Evita Nursanty menjelaskan bahwa pekerja migran Indonesia sering kali menjadi korban tindak pidana perdagangan orang (TPPO). “RUU P2MI harus memberikan perlindungan bagi pekerja migran Indonesia dari praktik perdagangan manusia, perbudakan modern, kerja paksa, kesewenang-wenangan, dan kejahatan-kejahatan kemanusiaan lainnya,” ungkapnya dalam pernyataan yang disampaikan pada hari Minggu, 23 Maret 2025.
Langkah konkret menuju reformasi kebijakan ini dianggap krusial untuk menghadapi tantangan yang dihadapi oleh pekerja migran. “RUU P2MI diharapkan dapat memperketat regulasi dan sanksi bagi agen tenaga kerja ilegal yang memanfaatkan pekerja migran untuk kepentingan eksploitasi di luar negeri,” tambah Evita.

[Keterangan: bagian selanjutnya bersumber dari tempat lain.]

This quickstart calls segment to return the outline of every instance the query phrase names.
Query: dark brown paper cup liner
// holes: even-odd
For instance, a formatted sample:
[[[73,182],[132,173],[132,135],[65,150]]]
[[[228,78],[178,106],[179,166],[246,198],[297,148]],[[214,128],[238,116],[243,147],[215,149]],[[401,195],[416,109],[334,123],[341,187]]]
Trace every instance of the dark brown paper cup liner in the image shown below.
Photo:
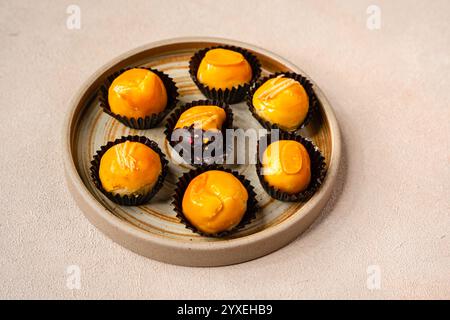
[[[297,202],[297,201],[306,201],[313,196],[313,194],[319,189],[322,185],[322,182],[325,178],[325,158],[320,153],[319,149],[308,139],[303,138],[300,135],[281,131],[278,140],[295,140],[300,142],[306,149],[309,154],[309,158],[311,159],[311,181],[306,188],[299,193],[288,194],[281,190],[278,190],[272,186],[270,186],[267,181],[264,179],[264,176],[261,174],[262,164],[260,156],[264,153],[264,150],[267,146],[260,146],[262,139],[267,139],[267,146],[269,146],[272,142],[272,137],[270,132],[259,139],[257,145],[257,160],[256,160],[256,174],[258,175],[259,181],[263,186],[264,190],[274,199],[288,202]]]
[[[117,119],[118,121],[122,122],[124,125],[130,128],[144,130],[144,129],[150,129],[156,127],[163,119],[164,117],[176,106],[178,102],[178,88],[175,85],[175,82],[171,77],[169,77],[164,72],[161,72],[156,69],[152,68],[146,68],[146,67],[137,67],[138,69],[145,69],[149,70],[161,79],[161,81],[164,84],[164,87],[167,91],[167,105],[166,108],[157,114],[152,114],[151,116],[147,116],[145,118],[127,118],[125,116],[121,116],[118,114],[115,114],[111,111],[111,107],[108,102],[108,90],[111,86],[112,82],[115,78],[117,78],[119,75],[124,73],[127,70],[133,69],[133,68],[125,68],[121,69],[118,72],[113,73],[112,75],[108,76],[104,82],[104,84],[100,87],[99,90],[99,102],[100,107],[103,109],[103,111],[107,114],[109,114],[111,117]]]
[[[182,209],[182,203],[183,203],[183,196],[186,191],[186,188],[188,187],[189,183],[197,177],[198,175],[210,171],[210,170],[221,170],[228,173],[231,173],[236,178],[239,179],[239,181],[244,185],[245,189],[247,189],[248,192],[248,200],[247,200],[247,210],[244,213],[244,216],[242,217],[242,220],[239,222],[237,226],[235,226],[231,230],[222,231],[220,233],[216,234],[207,234],[200,230],[198,230],[195,226],[193,226],[189,220],[184,216],[183,209]],[[173,201],[172,205],[174,206],[174,210],[177,214],[177,217],[180,219],[180,221],[186,226],[187,229],[192,230],[193,232],[196,232],[202,236],[206,237],[224,237],[226,235],[229,235],[233,232],[236,232],[237,230],[242,229],[245,225],[250,223],[255,217],[256,213],[258,211],[258,202],[256,201],[256,193],[254,191],[253,186],[250,184],[250,181],[247,180],[243,175],[240,175],[239,173],[232,171],[230,169],[225,169],[221,166],[217,165],[209,165],[209,166],[203,166],[194,170],[191,170],[189,172],[184,173],[178,180],[176,186],[175,186],[175,194],[173,195]]]
[[[305,88],[306,94],[308,95],[308,99],[309,99],[308,113],[306,114],[305,120],[303,120],[303,122],[295,130],[293,130],[293,131],[296,131],[296,130],[304,128],[306,125],[308,125],[308,123],[311,121],[312,117],[317,112],[318,107],[319,107],[319,100],[317,99],[317,96],[314,92],[312,83],[306,77],[302,76],[301,74],[293,73],[293,72],[277,72],[277,73],[271,74],[270,76],[261,78],[254,85],[252,85],[250,87],[250,89],[248,90],[248,94],[247,94],[247,98],[246,98],[247,106],[248,106],[250,112],[252,113],[253,117],[256,120],[258,120],[258,122],[264,128],[266,128],[267,130],[272,129],[272,128],[280,129],[280,127],[277,124],[271,123],[258,115],[255,107],[253,106],[253,95],[255,94],[256,90],[260,86],[262,86],[267,80],[276,78],[281,74],[287,78],[291,78],[291,79],[298,81],[303,86],[303,88]],[[282,130],[282,129],[280,129],[280,130]]]
[[[217,49],[217,48],[223,48],[228,50],[233,50],[236,52],[241,53],[244,58],[248,61],[252,68],[252,79],[249,83],[239,85],[238,87],[234,87],[232,89],[214,89],[209,88],[208,86],[202,84],[198,78],[197,78],[197,71],[200,66],[200,62],[202,61],[203,57],[205,56],[206,52],[208,52],[211,49]],[[258,58],[256,56],[240,47],[235,46],[215,46],[215,47],[209,47],[205,49],[201,49],[197,51],[189,61],[189,73],[191,75],[192,80],[197,85],[197,87],[200,89],[200,91],[203,93],[204,96],[206,96],[208,99],[212,100],[220,100],[228,104],[238,103],[244,100],[245,95],[247,94],[247,90],[250,88],[250,86],[258,80],[259,76],[261,75],[261,63],[258,61]]]
[[[222,128],[220,129],[222,131],[222,137],[223,137],[223,149],[222,149],[223,150],[223,158],[222,158],[222,160],[224,163],[226,161],[227,150],[226,150],[225,137],[223,136],[223,134],[226,129],[233,128],[233,112],[231,111],[230,106],[228,104],[226,104],[225,102],[218,101],[218,100],[196,100],[196,101],[186,103],[186,104],[176,108],[175,111],[172,112],[172,114],[167,118],[164,134],[166,135],[166,139],[169,142],[169,145],[172,148],[174,148],[175,145],[177,145],[180,142],[172,141],[171,137],[172,137],[172,133],[175,130],[175,125],[177,124],[177,121],[180,118],[181,114],[192,107],[201,106],[201,105],[217,106],[217,107],[225,110],[226,118],[222,125]],[[190,131],[191,139],[193,140],[193,136],[194,136],[193,126],[185,127],[184,129],[188,129]],[[205,132],[204,130],[201,130],[201,131],[202,131],[202,133]],[[202,146],[201,146],[202,155],[203,155],[205,149],[208,147],[208,145],[209,145],[209,143],[202,142]],[[191,155],[194,154],[194,147],[195,146],[193,143],[189,145],[188,149],[189,149],[189,152],[191,152]],[[180,154],[180,156],[182,156],[182,155]],[[214,159],[216,159],[216,158],[211,158],[210,160],[213,161]],[[195,160],[197,160],[197,163],[194,163],[194,162],[196,162]],[[191,163],[189,163],[189,164],[193,165],[193,166],[200,166],[200,165],[211,164],[211,163],[208,161],[208,159],[204,159],[204,158],[194,159],[192,157]]]
[[[106,191],[102,183],[100,181],[99,177],[99,169],[100,169],[100,160],[105,154],[106,151],[108,151],[109,148],[112,146],[115,146],[116,144],[125,142],[125,141],[132,141],[132,142],[140,142],[147,147],[151,148],[153,151],[155,151],[161,160],[161,174],[158,177],[158,180],[156,181],[155,185],[153,186],[152,190],[144,195],[138,195],[138,196],[120,196],[120,195],[114,195],[111,192]],[[139,206],[141,204],[147,203],[150,201],[151,198],[161,189],[164,179],[167,175],[168,171],[168,161],[166,160],[166,157],[164,153],[162,153],[161,149],[158,147],[158,144],[147,137],[143,136],[127,136],[122,137],[119,139],[116,139],[114,141],[108,142],[106,145],[102,146],[100,150],[97,151],[97,153],[94,155],[94,159],[91,161],[91,177],[94,181],[95,186],[97,189],[99,189],[109,200],[118,203],[122,206]]]

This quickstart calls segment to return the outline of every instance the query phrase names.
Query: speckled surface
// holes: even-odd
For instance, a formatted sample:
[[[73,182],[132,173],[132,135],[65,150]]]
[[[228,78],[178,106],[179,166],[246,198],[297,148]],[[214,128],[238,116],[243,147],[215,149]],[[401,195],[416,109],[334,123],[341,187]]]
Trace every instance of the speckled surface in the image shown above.
[[[450,298],[448,1],[0,2],[1,298]],[[66,8],[81,8],[81,29]],[[304,69],[334,106],[339,183],[289,246],[230,267],[155,262],[116,245],[66,189],[69,100],[97,68],[177,36],[249,42]],[[66,268],[81,269],[81,288]],[[381,287],[369,290],[378,265]]]

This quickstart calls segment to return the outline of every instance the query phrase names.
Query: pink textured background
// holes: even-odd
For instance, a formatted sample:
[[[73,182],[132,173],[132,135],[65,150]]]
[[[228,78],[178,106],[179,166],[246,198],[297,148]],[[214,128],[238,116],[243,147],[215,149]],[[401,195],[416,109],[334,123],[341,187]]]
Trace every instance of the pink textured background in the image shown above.
[[[450,298],[450,2],[1,1],[1,298]],[[81,7],[81,30],[66,8]],[[380,30],[366,8],[381,8]],[[62,121],[97,68],[139,45],[217,36],[304,69],[344,140],[333,197],[289,246],[221,268],[140,257],[66,189]],[[66,287],[79,265],[81,289]],[[381,289],[366,287],[369,265]]]

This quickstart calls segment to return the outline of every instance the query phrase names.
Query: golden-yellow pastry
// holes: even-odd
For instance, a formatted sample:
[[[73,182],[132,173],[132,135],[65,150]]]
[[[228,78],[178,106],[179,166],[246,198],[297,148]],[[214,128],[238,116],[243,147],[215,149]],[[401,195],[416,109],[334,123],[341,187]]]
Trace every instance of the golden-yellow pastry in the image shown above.
[[[271,143],[263,153],[264,180],[288,194],[304,191],[311,181],[311,160],[305,147],[294,140]]]
[[[125,141],[109,148],[100,159],[99,178],[113,195],[145,195],[158,181],[159,154],[140,142]]]
[[[226,119],[223,108],[218,106],[194,106],[184,111],[175,125],[175,129],[190,127],[195,129],[218,131]]]
[[[280,75],[267,80],[255,91],[253,107],[262,119],[293,131],[308,114],[309,98],[298,81]]]
[[[239,224],[247,210],[248,192],[233,174],[206,171],[189,183],[182,210],[198,230],[216,234]]]
[[[167,106],[167,91],[161,78],[146,69],[134,68],[114,79],[108,90],[113,113],[127,118],[145,118]]]
[[[197,79],[212,89],[231,89],[252,80],[252,67],[239,52],[211,49],[200,62]]]

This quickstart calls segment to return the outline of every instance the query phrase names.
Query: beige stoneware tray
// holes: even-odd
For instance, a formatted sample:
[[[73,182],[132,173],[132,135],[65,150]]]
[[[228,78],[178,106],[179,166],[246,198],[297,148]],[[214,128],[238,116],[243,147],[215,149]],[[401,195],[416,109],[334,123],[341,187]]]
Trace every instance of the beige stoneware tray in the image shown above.
[[[261,207],[257,217],[239,232],[226,238],[202,237],[185,228],[175,216],[171,202],[175,182],[187,170],[171,161],[163,188],[150,203],[123,207],[109,201],[92,183],[90,161],[100,146],[123,135],[145,135],[156,141],[169,160],[164,124],[149,130],[125,127],[98,106],[97,90],[105,77],[129,66],[149,66],[169,74],[176,82],[180,102],[204,98],[189,77],[188,63],[193,53],[204,47],[229,44],[246,48],[259,58],[262,76],[276,71],[301,69],[264,49],[217,38],[178,38],[152,43],[130,51],[98,70],[71,101],[64,127],[64,163],[68,187],[86,217],[115,242],[143,256],[187,266],[220,266],[261,257],[294,240],[319,215],[330,197],[340,159],[340,135],[333,110],[314,83],[320,112],[299,133],[321,150],[327,174],[321,188],[305,203],[283,203],[263,190],[253,164],[233,166],[251,180]],[[251,116],[245,102],[232,105],[234,126],[262,128]]]

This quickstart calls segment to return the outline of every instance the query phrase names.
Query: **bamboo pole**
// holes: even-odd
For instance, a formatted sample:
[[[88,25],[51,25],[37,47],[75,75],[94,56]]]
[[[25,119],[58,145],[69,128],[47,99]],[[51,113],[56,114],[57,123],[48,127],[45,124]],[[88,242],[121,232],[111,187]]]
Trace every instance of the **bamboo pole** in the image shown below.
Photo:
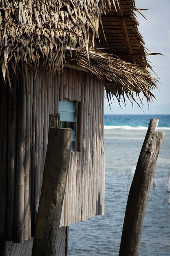
[[[71,129],[49,128],[32,256],[56,255],[56,239],[69,167],[71,136]]]
[[[13,76],[12,91],[9,92],[8,175],[6,240],[13,240],[16,163],[17,78]],[[1,85],[2,86],[2,85]]]
[[[24,175],[26,125],[26,92],[25,81],[22,76],[19,82],[17,109],[17,162],[16,174],[14,242],[23,241],[24,213]]]
[[[159,120],[151,119],[129,192],[119,256],[138,256],[142,224],[152,179],[164,133],[156,131]]]
[[[26,82],[27,85],[27,97],[26,102],[25,151],[25,189],[24,239],[29,238],[29,180],[30,163],[31,126],[30,126],[30,84],[29,76],[25,69]]]

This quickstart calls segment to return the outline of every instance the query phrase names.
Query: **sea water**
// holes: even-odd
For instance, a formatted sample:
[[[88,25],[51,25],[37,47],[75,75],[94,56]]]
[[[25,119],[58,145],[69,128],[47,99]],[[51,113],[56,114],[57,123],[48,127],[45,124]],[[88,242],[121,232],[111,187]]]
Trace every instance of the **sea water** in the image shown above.
[[[139,255],[170,256],[170,115],[105,115],[105,215],[69,226],[69,256],[119,255],[128,192],[151,118],[159,119],[157,130],[165,135],[148,200]]]

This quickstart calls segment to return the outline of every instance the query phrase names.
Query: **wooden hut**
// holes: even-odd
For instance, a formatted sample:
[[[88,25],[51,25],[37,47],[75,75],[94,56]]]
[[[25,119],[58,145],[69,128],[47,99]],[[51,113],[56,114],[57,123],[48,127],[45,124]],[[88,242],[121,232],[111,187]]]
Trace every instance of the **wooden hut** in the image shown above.
[[[125,102],[127,96],[138,104],[143,97],[150,102],[156,88],[134,2],[0,1],[4,255],[31,255],[50,114],[60,113],[63,126],[73,129],[56,255],[68,254],[70,224],[104,214],[105,88],[108,99],[113,95]]]

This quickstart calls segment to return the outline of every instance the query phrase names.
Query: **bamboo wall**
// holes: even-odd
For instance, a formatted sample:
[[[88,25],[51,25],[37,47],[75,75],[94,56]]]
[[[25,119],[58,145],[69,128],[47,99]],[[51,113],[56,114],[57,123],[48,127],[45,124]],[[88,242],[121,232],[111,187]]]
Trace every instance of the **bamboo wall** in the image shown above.
[[[0,78],[0,238],[22,243],[34,236],[49,115],[63,99],[78,102],[78,152],[71,153],[60,226],[103,214],[103,85],[65,68],[60,79],[44,71],[34,78],[13,76],[11,93]]]

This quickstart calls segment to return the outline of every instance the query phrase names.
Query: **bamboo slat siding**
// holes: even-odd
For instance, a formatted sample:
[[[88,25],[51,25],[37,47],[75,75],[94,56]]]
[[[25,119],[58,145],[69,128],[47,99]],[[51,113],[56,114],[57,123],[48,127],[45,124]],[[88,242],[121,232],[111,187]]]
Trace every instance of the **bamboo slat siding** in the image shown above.
[[[103,85],[89,73],[65,68],[60,78],[44,71],[25,80],[14,76],[12,93],[2,78],[0,238],[22,243],[34,236],[49,115],[58,112],[63,99],[78,102],[78,151],[71,153],[60,226],[103,214]]]
[[[59,238],[56,244],[56,255],[67,256],[66,245],[67,237],[67,228],[63,227],[59,229]],[[24,240],[22,244],[15,243],[12,241],[7,243],[7,254],[5,256],[31,256],[33,238]]]

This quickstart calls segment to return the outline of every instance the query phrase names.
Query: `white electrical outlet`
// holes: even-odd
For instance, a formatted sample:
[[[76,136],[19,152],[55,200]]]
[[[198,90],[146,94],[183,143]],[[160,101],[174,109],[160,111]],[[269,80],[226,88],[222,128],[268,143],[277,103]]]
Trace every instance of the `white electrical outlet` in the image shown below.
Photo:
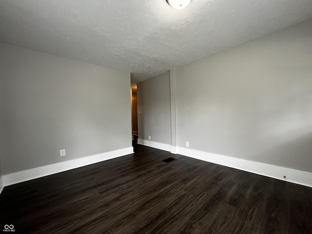
[[[66,155],[66,154],[65,153],[65,150],[60,150],[59,151],[59,154],[60,155],[61,157],[65,156]]]

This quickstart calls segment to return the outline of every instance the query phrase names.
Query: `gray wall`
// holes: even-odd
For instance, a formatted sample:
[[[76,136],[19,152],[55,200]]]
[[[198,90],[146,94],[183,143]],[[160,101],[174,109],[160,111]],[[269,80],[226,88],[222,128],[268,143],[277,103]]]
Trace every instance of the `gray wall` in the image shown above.
[[[1,67],[0,66],[0,189],[2,186],[2,173],[1,172],[1,158],[4,155],[4,132],[3,123],[4,118],[4,96],[3,92],[4,91],[3,83],[3,76]]]
[[[130,73],[0,46],[3,175],[132,146]]]
[[[176,70],[178,146],[312,172],[312,20]]]
[[[137,84],[138,138],[171,144],[169,72]]]

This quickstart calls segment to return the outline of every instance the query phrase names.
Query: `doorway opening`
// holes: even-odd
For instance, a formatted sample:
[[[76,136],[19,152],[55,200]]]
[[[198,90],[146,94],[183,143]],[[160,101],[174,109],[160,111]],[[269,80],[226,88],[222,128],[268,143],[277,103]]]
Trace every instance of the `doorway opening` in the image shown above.
[[[137,103],[136,84],[131,85],[131,120],[132,122],[132,146],[136,148],[137,144]]]

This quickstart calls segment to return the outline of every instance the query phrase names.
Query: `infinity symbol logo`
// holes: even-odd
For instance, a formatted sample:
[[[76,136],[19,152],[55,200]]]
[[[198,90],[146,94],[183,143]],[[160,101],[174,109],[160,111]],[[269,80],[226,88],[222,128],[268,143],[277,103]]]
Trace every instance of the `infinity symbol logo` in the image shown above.
[[[10,225],[8,225],[7,224],[5,224],[4,225],[4,228],[5,229],[13,229],[13,228],[14,228],[14,226],[13,226],[13,224],[11,224]]]

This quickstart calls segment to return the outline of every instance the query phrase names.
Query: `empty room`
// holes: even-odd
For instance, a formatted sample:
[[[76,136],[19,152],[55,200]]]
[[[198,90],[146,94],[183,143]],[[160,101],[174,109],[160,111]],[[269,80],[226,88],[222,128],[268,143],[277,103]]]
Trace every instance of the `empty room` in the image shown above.
[[[0,233],[312,234],[312,1],[0,0]]]

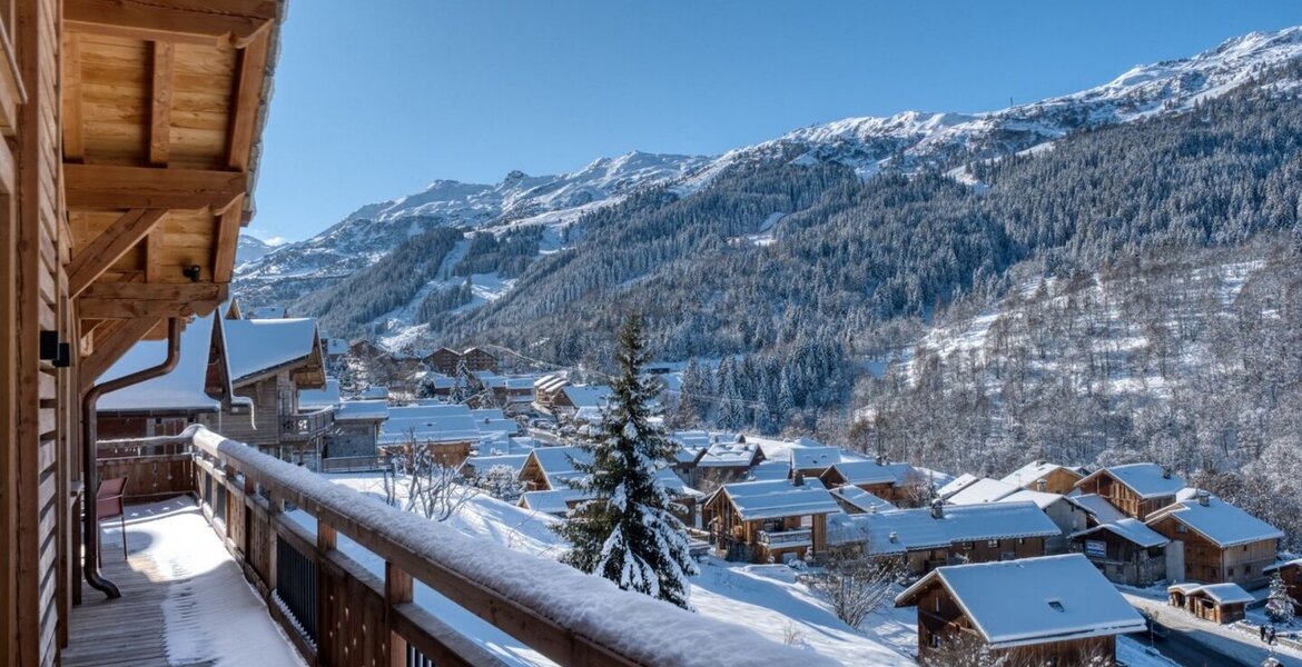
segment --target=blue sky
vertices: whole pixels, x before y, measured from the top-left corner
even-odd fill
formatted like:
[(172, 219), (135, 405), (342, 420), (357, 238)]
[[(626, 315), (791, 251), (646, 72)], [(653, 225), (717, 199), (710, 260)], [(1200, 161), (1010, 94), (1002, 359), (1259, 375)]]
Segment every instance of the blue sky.
[(250, 231), (297, 241), (439, 178), (996, 109), (1299, 23), (1297, 3), (1237, 0), (298, 0)]

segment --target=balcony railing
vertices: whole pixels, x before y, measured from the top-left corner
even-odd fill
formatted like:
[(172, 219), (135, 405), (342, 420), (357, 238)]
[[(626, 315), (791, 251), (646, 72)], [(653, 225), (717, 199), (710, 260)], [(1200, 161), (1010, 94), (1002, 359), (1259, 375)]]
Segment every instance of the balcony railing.
[(280, 439), (281, 442), (312, 439), (326, 433), (333, 423), (335, 411), (332, 408), (299, 415), (281, 415)]
[[(310, 664), (501, 663), (465, 623), (452, 627), (419, 606), (417, 582), (560, 664), (691, 666), (717, 663), (719, 655), (746, 664), (832, 664), (555, 560), (464, 536), (201, 426), (172, 441), (191, 450), (189, 491)], [(357, 547), (383, 567), (367, 569), (350, 558)]]
[(814, 530), (807, 528), (801, 530), (759, 530), (755, 533), (755, 540), (769, 549), (809, 546), (814, 543)]

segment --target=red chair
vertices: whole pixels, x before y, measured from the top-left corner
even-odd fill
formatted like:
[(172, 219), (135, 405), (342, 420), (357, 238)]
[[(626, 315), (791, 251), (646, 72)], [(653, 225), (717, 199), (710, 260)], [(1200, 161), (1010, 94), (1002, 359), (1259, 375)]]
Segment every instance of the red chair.
[(115, 477), (99, 482), (99, 490), (95, 491), (95, 514), (99, 515), (99, 520), (116, 516), (122, 528), (122, 560), (126, 560), (126, 516), (122, 512), (122, 493), (125, 490), (126, 477)]

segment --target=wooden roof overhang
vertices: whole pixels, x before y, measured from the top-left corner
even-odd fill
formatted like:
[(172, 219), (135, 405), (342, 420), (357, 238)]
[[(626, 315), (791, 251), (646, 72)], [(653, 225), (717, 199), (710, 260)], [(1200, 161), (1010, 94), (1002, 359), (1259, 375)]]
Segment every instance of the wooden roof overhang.
[(82, 386), (227, 299), (284, 0), (65, 0), (61, 139)]

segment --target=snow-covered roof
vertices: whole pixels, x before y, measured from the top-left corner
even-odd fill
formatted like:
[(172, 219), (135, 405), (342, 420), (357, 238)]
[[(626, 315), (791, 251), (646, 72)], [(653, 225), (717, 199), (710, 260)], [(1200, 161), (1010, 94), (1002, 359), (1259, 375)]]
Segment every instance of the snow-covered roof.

Rahasia di balik masalah ini adalah kurangnya perlindungan hukum dan pengawasan terhadap praktik pengiriman tenaga kerja ke luar negeri. Menurut Evita, regulasi yang lebih ketat akan meningkatkan perlindungan hukum, termasuk mekanisme bantuan hukum serta perlindungan bagi korban TPPO. “Dengan RUU ini, kita ingin memastikan negara memiliki sistem pengawasan yang lebih ketat dalam mengontrol keberangkatan pekerja migran ke negara-negara dengan risiko tinggi perdagangan orang,” jelasnya.
Wakil Ketua Komisi VII ini menyatakan bahwa DPR akan berupaya memastikan kebijakan yang dihasilkan lewat RUU P2MI benar-benar melindungi WNI agar tidak kembali menjadi korban perdagangan orang di luar negeri. “Sudah banyak sekali anak-anak bangsa yang tertipu dan menjadi korban perdagangan orang atas iming-iming pekerjaan bergaji besar di luar negeri. Tak sedikit juga yang kemudian disiksa dan mengalami bentuk-bentuk kekerasan lainnya,” keluh politisi dari Partai Demokrasi Indonesia Perjuangan (PDIP) tersebut.
Selain itu, PDIP mengusulkan agar RUU P2MI menyediakan ruang bagi pekerja migran Indonesia yang bekerja secara ilegal untuk melaporkan diri ke Kedutaan Besar Republik Indonesia (KBRI) atau ke Konsulat Jenderal Republik Indonesia (KJRI) di negara tempat mereka bekerja apabila mengalami kekerasan.
Proses legislasi RUU P2MI akan melibatkan serangkaian perubahan. RUU ini telah diusulkan sebagai inisiatif Badan Legislasi DPR dan mulai dibahas sejak akhir Januari 2025. Pada tanggal 20 Maret 2025, RUU ini resmi disahkan sebagai RUU inisiatif DPR dan dimasukkan ke dalam Program Legislasi Nasional (Prolegnas) Prioritas 2025.
Ada total 29 perubahan dalam RUU tersebut, yang mencakup beberapa aspek penting. Di antara perubahan tersebut adalah ketentuan mengenai kategori pekerjaan migran, syarat-syarat bagi pekerja migran, serta kewajiban mereka sebelum bekerja di luar negeri. Selain itu, RUU ini juga akan menghapus Badan Perlindungan Pekerja Migran Indonesia (BP2MI) dan menggantinya dengan Kementerian Perlindungan Pekerja Migran Indonesia, mengindikasikan adanya perubahan struktural dalam pengelolaan perlindungan pekerja migran.
Dengan semua perubahan dan penekanan perlindungan atas hak pekerja migran,harapan besar terdapat di pundak RUU P2MI untuk menjadi solusi nyata bagi perlindungan pekerja migran Indonesia dari eksploitasi dan tindak pidana perdagangan orang. Sebuah langkah yang harus diambil untuk memberikan rasa aman dan keadilan bagi banyak keluarga yang menggantungkan harapan pada kerja di luar negeri.